In quali Paesi i monasteri femminili di vita contemplativa sono realtà più forti?
«In Europa si trovano più della metà dei monasteri di tutto il mondo, 2.252, e delle monache, 32.967. Sono soprattutto in Italia e in Spagna, dove troviamo la maggior parte dei conventi ma il minor numero di giovani "professe". Differente la situazione in Polonia e in Asia dove si sta invece verificando una fioritura di vocazioni straordinaria. Negli ultimi anni sono aumentate addirittura del 48%».
In Italia a quale età una donna si avvicina a una scelta del genere?
«La maggior parte sono donne giovani ma non giovanissime, con una buona formazione culturale.
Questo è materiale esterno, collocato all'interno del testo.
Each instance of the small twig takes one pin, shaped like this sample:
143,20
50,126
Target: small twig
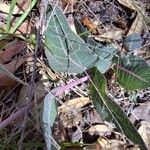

Molte sono laureate, spesso con esperienze professionali soddisfacenti e una maturità umana e cristiana che le spinge a sperimentare un modo più fraterno di vivere insieme. Prima di essere ammesse totalmente alla vita monastica devono intraprendere un cammino di formazione che verifichi che questa adesione provenga da un cuore liberato e disponibile a crescere nella carità».
Ci racconta una sua testimonianza all'interno delle mura claustrali?
«Sono stato un mese fa in Spagna e sono rimasto colpito dal monastero delle Clarisse di Lerma dove, con molto piacere, ho incontrato centoquattordici suore giovani ricche di una gioia interiore incredibile. Chi entra in un monastero sperimenta come dai pugni serrati sulle nostre povere cose sia possibile passare alle braccia aperte di chi sa accogliere perché ha sperimentato la dolcezza dell'essere profondamente amati. Qui la volgarità e la falsità non trovano ostello. Sono scalzate da un'atmosfera di verità. Qui abita un affetto libero da condizionamenti umani».